Böhmermann dagegen hat, wie er selbst twittert, »aus Versehen eine unabhängige, überparteiliche Bürgerrechtsbewegung im Internet gegründet, die nach 7 Tagen doppelt so viele Mitglieder hat wie die AfD«. Die ist auch dringend notwendig, denn das Netz ist schon lange nicht mehr der Platz, den sich Utopisten am Anfang noch paradiesisch mit gleichen Chancen auf Bildung und weltweiter Vernetzung ausgemalt haben – das wurde bereits in den letzten Jahren auf der Republica ausgiebig diskutiert. Inzwischen ist das Internet vielmehr ein Ort, in dem Leute ihrem Hass freien Lauf lassen, andere Menschen aufs Schlimmste beleidigen und wo die AfD oder Donald Trump sich erfolgreicher bewegen als ihre liberalen Gegner.

Das sieht auch Sascha Lobo als größtes Problem. Der Internet-Erklärer wird in seiner Rede zur Lage der Nation sehr politisch. Es gibt keine Katzenbilder zur Belustigung der Massen – sondern Forderungen nach einem offensiven Sozialliberalismus. Das Ziel, für das er kämpft, beschreibt er so: »Eine Gesellschaft, in der eine jüdische, arbeitslose, lesbische She-Male im Bikini betrunken knutschend an jedem Ort mit einer stillenden, schwarzen, behinderten Ex-Muslima mit Kopftuch auf der Straße tanzen kann – ohne Angst um ihre Existenz haben zu müssen.« Und er fügt noch an: »Mit Wlan.« Ein bisschen Internet muss dann doch sein.

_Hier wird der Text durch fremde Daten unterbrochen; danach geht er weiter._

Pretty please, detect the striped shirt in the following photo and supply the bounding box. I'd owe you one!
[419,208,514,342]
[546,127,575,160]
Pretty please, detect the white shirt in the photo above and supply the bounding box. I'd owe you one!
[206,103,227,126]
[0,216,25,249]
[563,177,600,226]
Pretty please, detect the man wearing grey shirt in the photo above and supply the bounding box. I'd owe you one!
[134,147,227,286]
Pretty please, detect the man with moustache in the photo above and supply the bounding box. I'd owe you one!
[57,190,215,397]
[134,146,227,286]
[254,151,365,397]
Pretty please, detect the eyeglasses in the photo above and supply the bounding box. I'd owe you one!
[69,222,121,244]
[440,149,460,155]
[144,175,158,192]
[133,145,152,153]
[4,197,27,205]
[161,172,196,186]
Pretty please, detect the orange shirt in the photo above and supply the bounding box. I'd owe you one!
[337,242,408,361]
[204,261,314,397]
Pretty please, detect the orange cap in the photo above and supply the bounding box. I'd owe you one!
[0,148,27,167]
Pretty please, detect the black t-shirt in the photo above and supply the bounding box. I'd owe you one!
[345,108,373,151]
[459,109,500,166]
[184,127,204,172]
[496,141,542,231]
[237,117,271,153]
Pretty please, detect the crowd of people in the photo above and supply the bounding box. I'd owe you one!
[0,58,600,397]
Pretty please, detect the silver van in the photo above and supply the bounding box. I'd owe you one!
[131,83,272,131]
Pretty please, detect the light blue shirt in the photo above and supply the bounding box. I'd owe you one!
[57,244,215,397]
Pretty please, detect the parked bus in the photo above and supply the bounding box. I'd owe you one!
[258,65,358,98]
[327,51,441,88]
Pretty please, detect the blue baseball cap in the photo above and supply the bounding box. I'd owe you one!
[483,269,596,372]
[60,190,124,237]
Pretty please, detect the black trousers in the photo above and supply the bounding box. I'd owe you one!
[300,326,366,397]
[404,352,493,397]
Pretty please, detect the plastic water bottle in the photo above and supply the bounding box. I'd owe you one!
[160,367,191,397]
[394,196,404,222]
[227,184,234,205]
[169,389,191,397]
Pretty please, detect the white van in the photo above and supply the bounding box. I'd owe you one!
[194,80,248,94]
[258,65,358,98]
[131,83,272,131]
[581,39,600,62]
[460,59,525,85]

Lobo beschwört auch wieder ein „Wir« und ist dabei recht bescheiden geworden: Wir = alle, die nicht rechtsextrem sind. Das dürften viele sein, aber sie verhalten sich so ruhig, dass die lauten Trolls oft den Diskurs bestimmen. Dieses Problem wird auf vielen Diskussionsrunden und Vorträgen auf der Republica thematisiert. Es geht um Rechtsruck, HateSpeech und erhitzte Gemüter. Einen Kulturkampf nennt das die Autorin Kübra Gümüşay: »Die Leute glauben sich im Krieg«, erklärt sie in einer Diskussionsrunde zum Thema »Zivilcourage im Netz«. Das liegt auch an den Medien und der ganzen Aufmerksamkeitsökonomie. »Wer nach einem Tag Focus online auf Facebook KEINE Angst bekommt, den halte ich für psychisch auffällig«, sagt Lobo.  

Krieg auf der republica gibt’s nicht. Und das liegt nicht an der draußen gebliebenen Bundeswehr, sondern an den Leuten, die am Ende zwischen Seifenblasen Bier zusammen trinken. Die Seifenblasen stehen für das Motto POP – das einerseits Power Of People symbolisiert und andererseits das Zerploppen von Filterblasen. Dabei würde man am liebsten die gesamte Republica in seine Filterbase holen und dann wäre das Internet wieder schön. Voller kluger Frauen, Wissen, Witz und Liebe. Und es wäre nie zu voll.